Sacrifices are a necessity to fit two screens in a single chassis. Instead of a laptop with little room between its screen and keyboard, the Zenbook Duo adds a little more tolerance, enough to fit the magnetic keyboard in between both OLED touchscreens.
Like all of Asus’ 2026 Zenbooks, the Duo is covered in the company’s “Ceraluminum” texture. Yes, it’s a nonsense word used to describe the anodization process to make these laptops feel more like a piece of pottery than an aluminum behemoth. You’ll feel this mostly on the laptop lid and the Bluetooth keyboard’s palm rests. The individual keys also hold this texture, which has the added effect of making each letter and number feel slippery compared to most other keyboards I’m used to. It’s not like the keyboard is an ice rink or that the keys are more difficult to type on. It’s just a small detail that takes time to get used to.

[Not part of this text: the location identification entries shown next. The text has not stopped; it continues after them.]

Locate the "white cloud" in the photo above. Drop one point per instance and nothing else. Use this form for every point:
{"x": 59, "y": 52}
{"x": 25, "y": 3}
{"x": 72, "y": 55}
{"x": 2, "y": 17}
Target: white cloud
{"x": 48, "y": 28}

That detachable keyboard is the linchpin of the entire Zenbook Duo design. It adheres via magnets housed in the bottom screen’s bezels and charges by a set of pins found at the very base of the laptop. The keyboard has a small amount of give if you put enough pressure on either side, where it can shift slightly side to side. The magnets are strong enough; you shouldn’t have an issue typing (I learned the hard way that these magnets tend to stick to any metal table you’re working on). The main reason you get the Zenbook Duo is because the keyboard can come off, revealing the second screen. That’s where this laptop comes into its own.Larger displays are good, but two screens are even better
Having not one but two 14-inch OLED monitors on a laptop of this size feels luxurious once you compare it to existing options for mobile multi-screen setups. I’ve tried devices like the first-gen Xebec Snap, which includes smaller LCD screens that hook onto the laptop connects via one USB-C port. Portable monitors like the Auro Triple Aero Pro Max are far too cumbersome and ugly to boot.
The Zenbook Duo’s screens are mirrors of each other, though only the bottom screen supports the magnetic keyboard attachment points.